Re: converting from .doc to HTML

From John R. McPherson
DateMon, 1 Apr 2002 23:07:48 +1200
Subject Re: converting from .doc to HTML
In-Reply-To (Pine-LNX-4-33-0204011244170-7102-100000-trinetra-ncb-ernet-in)
On Mon, Apr 01, 2002 at 12:45:45PM +0530, Jayalakshmi-DS wrote:
> Hi,
> We have a problem converting .doc files to html. The WordPlug doesn't
> seem to convert the docs even though the import process completes fine.
> When we click on the icon in the A-Z list what we see is some gibberish ,
> not in English.
> We have tried using the _input-encoding option with ascii and utf
> formats. It just doen't seem to extract the text properly. Thje .doc files
> are saved in Word Document format with lnaguage encoding Western European
> (Windows).
> What could be the problem? Thanks in advance.
> _Jayalakshmi

if wvWare (the 3rd-party program we are using) can't successfully
convert an MS Word file into HTML, then we basically run the unix
"strings" command over the file, which basically extracts all
printable characters, which is why you see the "gibberish".

Perhaps your files were created using Word 2000 or Word XP? The
converter can only handle MS Word versions 2 up to 97.
The people who write wvWare do a good job, but unfortunately it
is a moving target with proprietary formats like MS Word.
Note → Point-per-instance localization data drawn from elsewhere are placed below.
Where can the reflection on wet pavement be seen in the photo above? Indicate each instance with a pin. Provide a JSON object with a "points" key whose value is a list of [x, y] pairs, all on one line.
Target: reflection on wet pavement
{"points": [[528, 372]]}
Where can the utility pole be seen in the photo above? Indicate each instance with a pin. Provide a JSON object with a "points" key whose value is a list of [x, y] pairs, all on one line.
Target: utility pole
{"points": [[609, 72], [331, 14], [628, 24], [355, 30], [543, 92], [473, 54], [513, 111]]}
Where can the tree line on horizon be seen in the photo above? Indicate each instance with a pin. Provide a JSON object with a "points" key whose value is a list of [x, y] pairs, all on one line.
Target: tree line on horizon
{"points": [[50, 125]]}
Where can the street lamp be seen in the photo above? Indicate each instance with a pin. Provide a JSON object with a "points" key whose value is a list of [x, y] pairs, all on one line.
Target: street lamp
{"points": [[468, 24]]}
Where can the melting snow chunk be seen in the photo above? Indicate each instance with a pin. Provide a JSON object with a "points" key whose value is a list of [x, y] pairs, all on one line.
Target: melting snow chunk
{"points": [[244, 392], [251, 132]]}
Another possibility is that the files have a .DOC extension but
aren't proper Word files. For example, you can give a plain text
file or Rich Text Format (RTF) file a .DOC extension and MS Word
handles this, although I think our import process will detect this
and work if it is in fact RTF, although I don't know how many
different formats this works for.

John McPherson.